A concentração e o verticalismo ministerialista perdem terreno, com o surgimento de entidades horizontais, conselhos estaduais de categorias estratégicas, mais enraizamento nos locais de trabalho. Até mesmo uma central sindical bastante representativa, o Comando Geral dos Trabalhadores-CGT, embora ao arrepio da legislação vigente. Greves e manifestações se multiplicaram, algumas abusivas, prejudicando a população. Também os excessos e postulações utópicas, peculiares a todo movimento de massas, que desgastavam o governo democrático e incentivavam o golpismo civil-militar, vindo a efetivar-se em Março/Abril de 1964. Além de correções salariais mais ou menos favoráveis aos trabalhadores, destacou-se como conquista trabalhista a criação do Décimo Terceiro Salário.

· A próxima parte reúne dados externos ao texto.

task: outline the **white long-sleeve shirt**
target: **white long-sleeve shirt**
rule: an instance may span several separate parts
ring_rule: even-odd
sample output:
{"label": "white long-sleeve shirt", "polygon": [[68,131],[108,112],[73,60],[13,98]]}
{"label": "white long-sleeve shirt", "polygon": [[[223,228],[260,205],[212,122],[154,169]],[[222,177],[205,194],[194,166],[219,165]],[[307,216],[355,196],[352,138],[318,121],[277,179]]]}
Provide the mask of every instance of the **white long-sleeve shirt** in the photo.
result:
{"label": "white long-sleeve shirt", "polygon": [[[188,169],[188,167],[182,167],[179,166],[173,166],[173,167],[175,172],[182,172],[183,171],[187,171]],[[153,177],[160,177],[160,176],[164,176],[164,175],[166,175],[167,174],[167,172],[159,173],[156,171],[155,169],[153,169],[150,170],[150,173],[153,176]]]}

REFORMA DA ESTRUTURA SINDICAL, DIREITOS SOCIAIS CONSTITUCIONALIZADOS E SINDICALISMO DE ESTADO

As forças político-militares, que assumiram o poder em Abril de 1964, desencadearam repressões em massa contra seus adversários,  cassação dos direitos políticos de centenas de personalidades, milhares de pessoas foram presas e demitidas do serviço público civil e militar. Grande número de sindicatos foi colocado sob  intervenção  do Ministério do Trabalho. Foram proibidas as greves. Elevaram-se as tarifas dos serviços essenciais, eliminados subsídios para importação do trigo e aumento  dos impostos indiretos, reduzindo de imediato o poder aquisitivo dos salários. De 1964 a 1967 o salário mínimo diminuiu vinte por cento em termos reais, vindo a ser aumentado somente em 1975. Ainda assim, foi trinta e nove por cento inferior ao  de Janeiro de 1963, no governo deposto. O regime militar também registrou êxitos econômicos e crescimento que não se revelaram sustentáveis e conduziram a seu esgotamento e retorno ao Estado de direito democrático.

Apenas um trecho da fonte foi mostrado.